Thursday, July 28, 2011

The School Without Walls by John Bremmer and Michael von Moschzisker

                This book is about a school unlike any I’ve ever heard of. It was written in 1971 about Philadelphia’s Parkway Program. Rather than confine themselves to one location, the students and staff at this school made the entire city of Philadelphia their campus, and curriculum. They gained first-hand experience studying the city. The founders saw education and politics as inseparable from one another. The book begins with the following statement, “America has never had an educational system worthy of itself after pioneering a continent, developing new forms of social and political organization, absorbing countless immigrants and bringing technology into a close relationship with human life, it is nevertheless true that Americans have adopted principles and practices of education belonging to another age and imported from another society. The Parkway Program tries to provide a mode of education in keeping with the major traditions of American life.” (xi). While I do not think a program such as this would work everywhere, I learned a lot from this book. I consider it a worthwhile read as part of my independent study on democratic schools.
                From the authors’ viewpoint, school is a process not a place. They see the current system as obsolete and inefficient. Bremer and Moschzisker criticize the belief that students learn inside the school and not outside in the real world. The Parkway Program was a bridge between students and the community they lived in. The authors state, “Everyone has a stake in education, everyone has a right and a duty to be involved, to participate.” (279) More than once I have bemoaned the community’s lack of involvement in education. I especially feel that those who have retired from working should be involved. However, as a teacher it is my job to reach out to others and ask for help. That is precisely what the Parkway Program did. It involved members from various organizations throughout Philadelphia in educating its youth.
Besides involving the community, the school had other desirable features. It allowed high school age students to take responsibility for their own education. They were permitted to make choices from a wide variety of course offerings based on their individual interests and face the consequences of those choices. The Appendix contains a statement made by the program’s director.
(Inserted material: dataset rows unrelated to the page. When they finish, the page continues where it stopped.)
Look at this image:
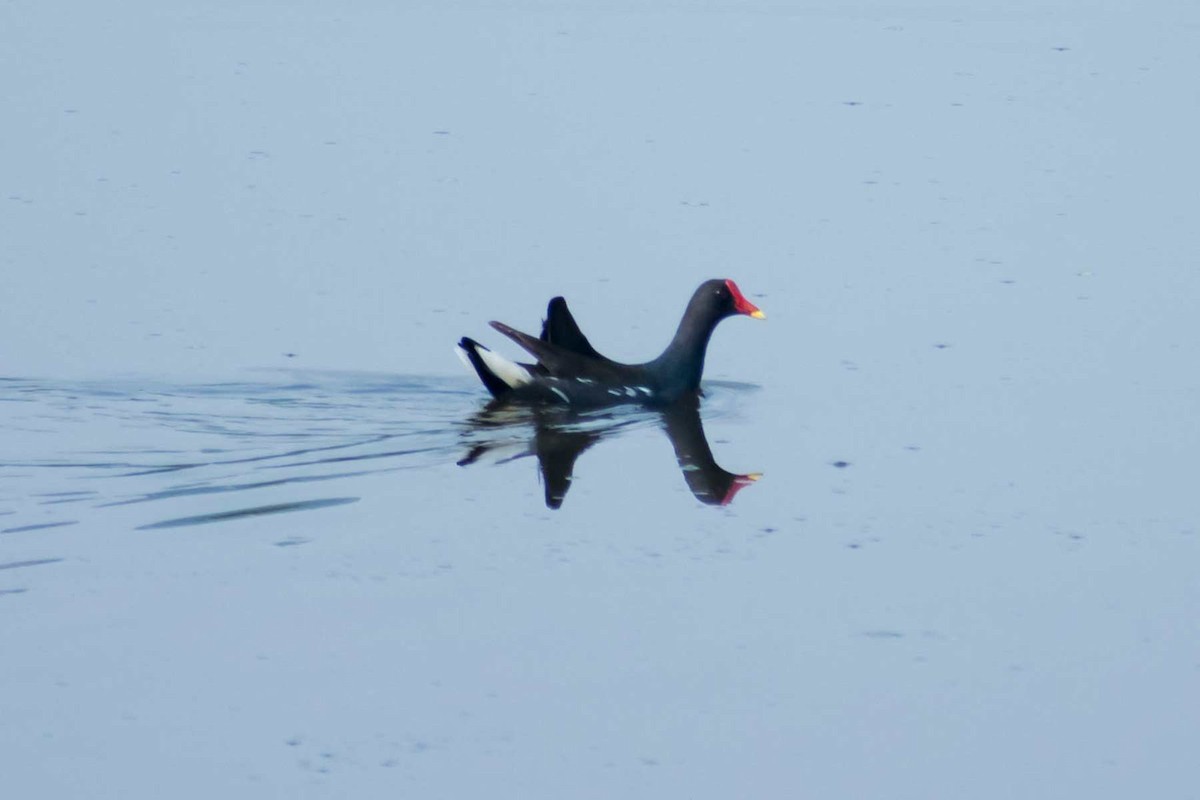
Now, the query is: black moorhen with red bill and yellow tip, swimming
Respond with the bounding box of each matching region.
[457,278,767,407]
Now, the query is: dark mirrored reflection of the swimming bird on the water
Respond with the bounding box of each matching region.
[458,398,761,509]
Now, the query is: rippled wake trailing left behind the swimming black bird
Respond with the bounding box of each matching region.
[0,372,755,535]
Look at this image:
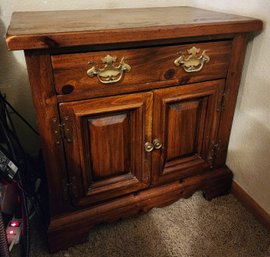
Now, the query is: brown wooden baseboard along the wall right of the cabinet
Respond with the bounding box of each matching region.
[232,181,270,231]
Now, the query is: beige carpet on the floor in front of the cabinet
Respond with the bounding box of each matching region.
[15,193,270,257]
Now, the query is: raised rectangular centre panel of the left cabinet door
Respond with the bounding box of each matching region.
[88,113,130,180]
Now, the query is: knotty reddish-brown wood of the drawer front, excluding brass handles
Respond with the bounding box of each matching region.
[51,40,231,100]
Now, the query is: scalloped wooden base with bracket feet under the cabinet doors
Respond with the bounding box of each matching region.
[48,167,232,252]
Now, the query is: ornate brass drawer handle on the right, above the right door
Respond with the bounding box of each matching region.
[174,46,210,72]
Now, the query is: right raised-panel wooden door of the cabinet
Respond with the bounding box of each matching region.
[152,80,224,184]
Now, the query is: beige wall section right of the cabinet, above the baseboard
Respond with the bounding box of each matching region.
[192,0,270,214]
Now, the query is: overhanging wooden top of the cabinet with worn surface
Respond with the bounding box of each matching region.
[6,7,262,50]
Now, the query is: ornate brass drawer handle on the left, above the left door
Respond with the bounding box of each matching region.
[87,55,131,84]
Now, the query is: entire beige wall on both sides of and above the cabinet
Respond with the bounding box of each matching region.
[0,0,270,214]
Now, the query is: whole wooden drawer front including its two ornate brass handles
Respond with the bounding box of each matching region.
[51,41,231,98]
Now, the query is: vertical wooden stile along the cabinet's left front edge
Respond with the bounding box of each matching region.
[25,51,69,216]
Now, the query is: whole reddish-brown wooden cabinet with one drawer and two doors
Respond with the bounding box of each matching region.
[7,7,262,251]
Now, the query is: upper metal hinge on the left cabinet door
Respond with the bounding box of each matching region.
[51,116,72,145]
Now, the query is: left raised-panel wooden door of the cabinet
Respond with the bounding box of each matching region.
[60,93,153,206]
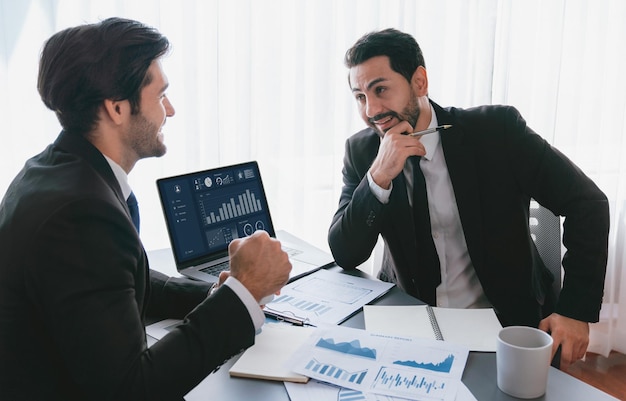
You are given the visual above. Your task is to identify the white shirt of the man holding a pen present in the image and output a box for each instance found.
[367,106,491,308]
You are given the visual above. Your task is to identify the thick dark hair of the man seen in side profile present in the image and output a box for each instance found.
[37,18,169,135]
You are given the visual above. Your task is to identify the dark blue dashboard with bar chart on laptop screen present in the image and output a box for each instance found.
[157,162,274,268]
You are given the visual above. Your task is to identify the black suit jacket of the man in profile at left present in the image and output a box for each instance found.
[0,133,254,401]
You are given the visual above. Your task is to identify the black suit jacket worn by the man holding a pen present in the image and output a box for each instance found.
[328,103,609,326]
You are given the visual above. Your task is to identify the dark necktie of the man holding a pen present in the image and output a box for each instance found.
[411,156,441,306]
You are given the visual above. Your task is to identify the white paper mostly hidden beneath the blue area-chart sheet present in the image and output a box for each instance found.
[285,380,478,401]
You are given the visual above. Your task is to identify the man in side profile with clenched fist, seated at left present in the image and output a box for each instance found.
[0,18,291,401]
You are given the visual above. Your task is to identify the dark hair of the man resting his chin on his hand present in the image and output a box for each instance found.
[344,28,426,82]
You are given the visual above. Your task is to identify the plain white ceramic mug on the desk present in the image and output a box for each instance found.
[496,326,552,398]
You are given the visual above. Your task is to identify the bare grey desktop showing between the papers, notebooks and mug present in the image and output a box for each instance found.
[148,244,617,401]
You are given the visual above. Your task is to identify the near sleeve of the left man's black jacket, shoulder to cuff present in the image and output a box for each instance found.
[26,199,254,400]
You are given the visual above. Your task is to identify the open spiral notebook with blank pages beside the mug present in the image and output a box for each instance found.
[363,305,502,352]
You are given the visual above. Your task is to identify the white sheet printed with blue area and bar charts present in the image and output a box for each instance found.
[290,326,469,401]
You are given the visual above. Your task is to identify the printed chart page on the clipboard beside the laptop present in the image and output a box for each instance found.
[264,270,394,326]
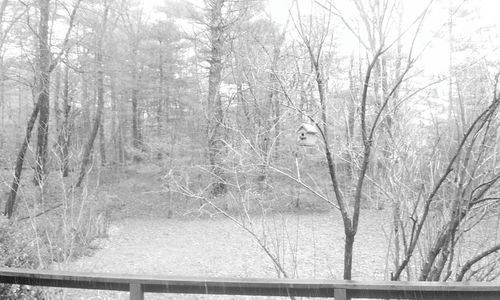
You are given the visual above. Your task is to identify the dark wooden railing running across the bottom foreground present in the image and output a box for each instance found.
[0,268,500,300]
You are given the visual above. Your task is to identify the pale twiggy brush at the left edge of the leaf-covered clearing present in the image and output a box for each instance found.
[0,168,119,300]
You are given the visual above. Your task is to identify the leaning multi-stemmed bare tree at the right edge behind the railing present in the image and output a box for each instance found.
[391,76,500,280]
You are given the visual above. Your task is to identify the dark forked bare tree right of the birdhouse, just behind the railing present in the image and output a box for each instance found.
[289,1,428,279]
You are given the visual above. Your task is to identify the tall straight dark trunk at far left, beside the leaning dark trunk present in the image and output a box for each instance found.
[33,0,51,185]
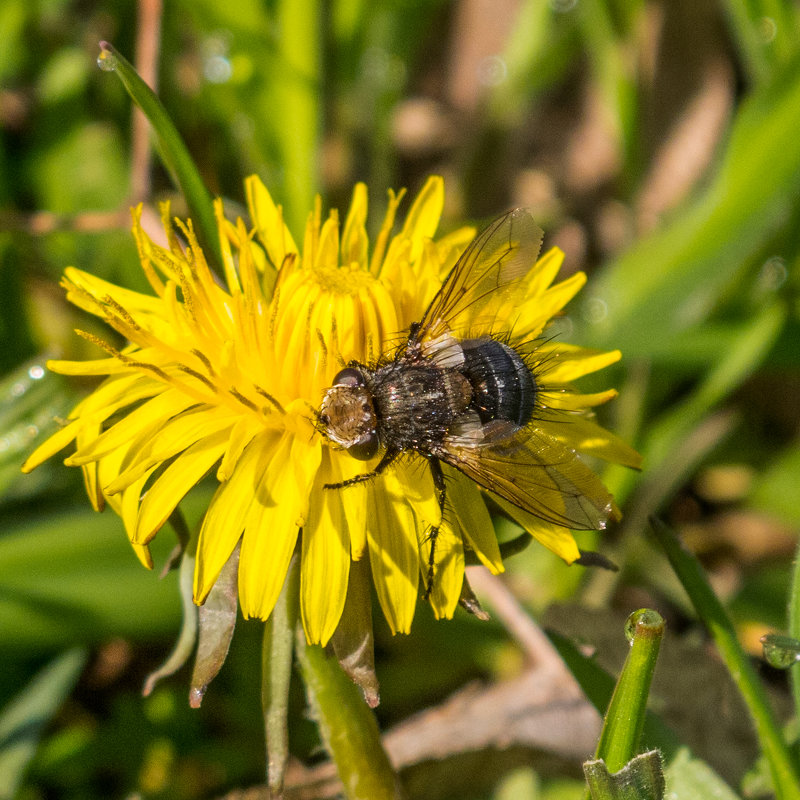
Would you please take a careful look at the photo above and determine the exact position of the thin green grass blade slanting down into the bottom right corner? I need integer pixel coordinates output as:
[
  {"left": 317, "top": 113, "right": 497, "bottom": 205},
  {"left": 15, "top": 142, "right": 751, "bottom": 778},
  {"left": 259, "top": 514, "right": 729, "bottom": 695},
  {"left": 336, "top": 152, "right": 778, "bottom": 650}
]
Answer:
[{"left": 651, "top": 518, "right": 800, "bottom": 800}]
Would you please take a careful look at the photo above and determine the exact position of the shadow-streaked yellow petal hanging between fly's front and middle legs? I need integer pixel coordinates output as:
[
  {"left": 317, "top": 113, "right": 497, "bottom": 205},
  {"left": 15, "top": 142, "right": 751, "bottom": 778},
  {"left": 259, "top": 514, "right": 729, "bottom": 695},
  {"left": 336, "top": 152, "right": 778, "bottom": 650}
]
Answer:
[{"left": 367, "top": 473, "right": 419, "bottom": 633}]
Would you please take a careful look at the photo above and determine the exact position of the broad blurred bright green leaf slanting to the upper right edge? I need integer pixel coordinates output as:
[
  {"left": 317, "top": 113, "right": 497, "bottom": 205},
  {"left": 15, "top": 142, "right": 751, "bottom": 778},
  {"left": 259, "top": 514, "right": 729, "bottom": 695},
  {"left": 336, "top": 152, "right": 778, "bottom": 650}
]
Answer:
[{"left": 584, "top": 51, "right": 800, "bottom": 358}]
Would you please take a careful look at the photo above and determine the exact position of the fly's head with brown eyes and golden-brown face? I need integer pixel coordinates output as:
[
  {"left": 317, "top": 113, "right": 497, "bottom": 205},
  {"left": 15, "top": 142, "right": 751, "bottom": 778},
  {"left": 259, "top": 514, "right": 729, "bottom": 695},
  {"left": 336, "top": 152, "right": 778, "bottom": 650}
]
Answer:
[{"left": 319, "top": 367, "right": 378, "bottom": 461}]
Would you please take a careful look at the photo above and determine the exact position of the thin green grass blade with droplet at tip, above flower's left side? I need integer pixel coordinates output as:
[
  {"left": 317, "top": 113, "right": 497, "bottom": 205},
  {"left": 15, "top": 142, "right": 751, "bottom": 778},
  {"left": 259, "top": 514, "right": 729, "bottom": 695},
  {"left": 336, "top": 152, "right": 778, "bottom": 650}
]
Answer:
[{"left": 97, "top": 42, "right": 222, "bottom": 267}]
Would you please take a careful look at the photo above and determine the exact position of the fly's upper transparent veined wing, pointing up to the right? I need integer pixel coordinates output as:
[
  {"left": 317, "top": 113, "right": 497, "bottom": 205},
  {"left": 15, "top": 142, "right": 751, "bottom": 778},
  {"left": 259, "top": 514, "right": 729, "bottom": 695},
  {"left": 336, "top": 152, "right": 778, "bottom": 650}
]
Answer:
[{"left": 409, "top": 208, "right": 543, "bottom": 343}]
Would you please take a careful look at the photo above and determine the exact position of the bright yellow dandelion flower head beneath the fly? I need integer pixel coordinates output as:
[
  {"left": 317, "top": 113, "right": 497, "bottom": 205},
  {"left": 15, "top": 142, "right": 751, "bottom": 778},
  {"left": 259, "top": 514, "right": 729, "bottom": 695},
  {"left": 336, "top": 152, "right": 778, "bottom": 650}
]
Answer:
[{"left": 24, "top": 178, "right": 638, "bottom": 644}]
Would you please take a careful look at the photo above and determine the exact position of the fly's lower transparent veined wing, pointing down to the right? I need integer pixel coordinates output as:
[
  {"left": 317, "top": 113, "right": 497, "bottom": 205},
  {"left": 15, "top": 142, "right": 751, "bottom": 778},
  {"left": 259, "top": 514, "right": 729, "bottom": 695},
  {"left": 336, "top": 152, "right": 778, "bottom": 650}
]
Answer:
[{"left": 437, "top": 421, "right": 618, "bottom": 530}]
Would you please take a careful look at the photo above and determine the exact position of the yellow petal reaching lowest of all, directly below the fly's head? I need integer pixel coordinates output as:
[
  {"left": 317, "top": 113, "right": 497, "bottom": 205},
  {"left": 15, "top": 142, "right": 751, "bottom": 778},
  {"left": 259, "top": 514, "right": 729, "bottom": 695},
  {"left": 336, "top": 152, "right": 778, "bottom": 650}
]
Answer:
[{"left": 300, "top": 448, "right": 350, "bottom": 646}]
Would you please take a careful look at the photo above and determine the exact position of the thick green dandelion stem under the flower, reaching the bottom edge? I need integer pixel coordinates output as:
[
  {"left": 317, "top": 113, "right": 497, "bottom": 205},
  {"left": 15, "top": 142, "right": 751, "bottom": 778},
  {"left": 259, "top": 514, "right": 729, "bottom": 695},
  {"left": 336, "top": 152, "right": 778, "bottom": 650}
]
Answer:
[{"left": 297, "top": 626, "right": 403, "bottom": 800}]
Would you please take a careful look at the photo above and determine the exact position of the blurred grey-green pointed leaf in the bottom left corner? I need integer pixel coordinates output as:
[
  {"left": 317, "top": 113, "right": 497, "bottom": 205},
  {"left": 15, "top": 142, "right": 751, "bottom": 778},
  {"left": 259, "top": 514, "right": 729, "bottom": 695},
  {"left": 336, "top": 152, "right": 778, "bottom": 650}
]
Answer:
[{"left": 0, "top": 649, "right": 86, "bottom": 800}]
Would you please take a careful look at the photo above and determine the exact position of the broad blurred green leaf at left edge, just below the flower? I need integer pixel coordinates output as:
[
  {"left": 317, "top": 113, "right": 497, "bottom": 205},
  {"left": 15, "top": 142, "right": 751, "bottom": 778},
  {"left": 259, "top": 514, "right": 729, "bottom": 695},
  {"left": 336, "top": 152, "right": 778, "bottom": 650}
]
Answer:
[{"left": 0, "top": 509, "right": 180, "bottom": 651}]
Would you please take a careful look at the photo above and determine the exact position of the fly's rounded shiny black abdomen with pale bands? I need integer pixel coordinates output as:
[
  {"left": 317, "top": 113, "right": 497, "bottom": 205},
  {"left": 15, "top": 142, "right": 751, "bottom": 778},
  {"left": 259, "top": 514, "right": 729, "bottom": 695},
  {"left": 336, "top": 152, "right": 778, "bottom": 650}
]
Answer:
[{"left": 461, "top": 339, "right": 536, "bottom": 427}]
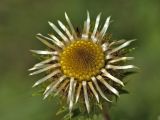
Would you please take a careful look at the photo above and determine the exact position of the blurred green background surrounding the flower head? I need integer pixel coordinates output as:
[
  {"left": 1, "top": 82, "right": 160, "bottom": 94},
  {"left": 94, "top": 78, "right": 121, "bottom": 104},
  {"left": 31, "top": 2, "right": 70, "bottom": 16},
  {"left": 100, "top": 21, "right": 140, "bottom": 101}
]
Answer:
[{"left": 0, "top": 0, "right": 160, "bottom": 120}]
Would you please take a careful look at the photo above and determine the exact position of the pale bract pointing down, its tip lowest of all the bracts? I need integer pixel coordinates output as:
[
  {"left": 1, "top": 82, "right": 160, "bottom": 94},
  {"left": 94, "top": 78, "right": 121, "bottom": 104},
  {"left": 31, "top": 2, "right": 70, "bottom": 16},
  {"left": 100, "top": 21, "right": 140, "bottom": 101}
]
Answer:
[{"left": 82, "top": 81, "right": 90, "bottom": 113}]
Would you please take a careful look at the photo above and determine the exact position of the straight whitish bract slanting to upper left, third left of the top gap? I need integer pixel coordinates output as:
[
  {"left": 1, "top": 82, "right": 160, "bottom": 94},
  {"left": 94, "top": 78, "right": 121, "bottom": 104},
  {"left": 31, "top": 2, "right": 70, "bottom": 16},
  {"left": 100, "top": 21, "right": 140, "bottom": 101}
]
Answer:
[{"left": 48, "top": 22, "right": 69, "bottom": 43}]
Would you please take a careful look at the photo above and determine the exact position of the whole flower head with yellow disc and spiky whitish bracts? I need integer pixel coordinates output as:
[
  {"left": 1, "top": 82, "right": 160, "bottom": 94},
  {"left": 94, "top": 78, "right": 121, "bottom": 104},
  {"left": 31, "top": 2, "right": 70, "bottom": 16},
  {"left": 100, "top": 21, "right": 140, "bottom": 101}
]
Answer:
[{"left": 29, "top": 11, "right": 136, "bottom": 113}]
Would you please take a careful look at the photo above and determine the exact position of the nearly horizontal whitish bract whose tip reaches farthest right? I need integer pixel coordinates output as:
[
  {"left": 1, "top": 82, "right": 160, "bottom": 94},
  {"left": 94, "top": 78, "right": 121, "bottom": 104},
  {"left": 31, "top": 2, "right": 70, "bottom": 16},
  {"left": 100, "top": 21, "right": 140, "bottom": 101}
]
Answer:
[{"left": 106, "top": 65, "right": 137, "bottom": 70}]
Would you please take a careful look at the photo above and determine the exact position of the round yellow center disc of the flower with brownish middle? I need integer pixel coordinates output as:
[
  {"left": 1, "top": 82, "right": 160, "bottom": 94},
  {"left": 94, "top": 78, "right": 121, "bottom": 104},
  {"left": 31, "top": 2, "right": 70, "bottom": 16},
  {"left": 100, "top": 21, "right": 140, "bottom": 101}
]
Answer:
[{"left": 60, "top": 40, "right": 105, "bottom": 81}]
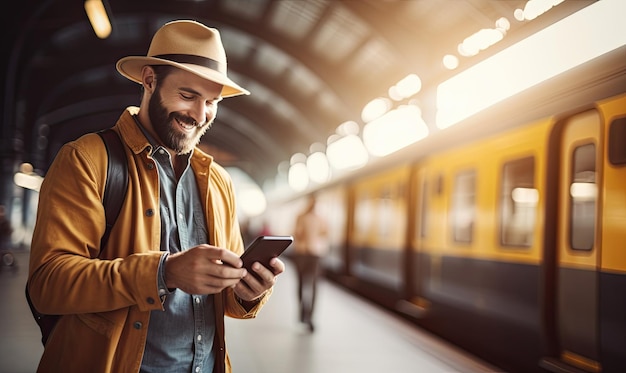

In this he says, “We are not the private preserve of any racial, social, economic, or professional group, and, if we were, it would be impossible for us to be an educational program at all simply because the students would then be instruments of somebody else’s purposes, that is, of the purposes of that special group. But in education, the student is always the end, never a means.” (283.) This rings true with everything I’ve learned of free schools thus far. The Parkway Program didn’t indoctrinate or oppress students; rather, it allowed them freedom of choice and responsibility for their own learning. While the program is not a Free School in the strictest sense, it embodies many of the movement’s core values.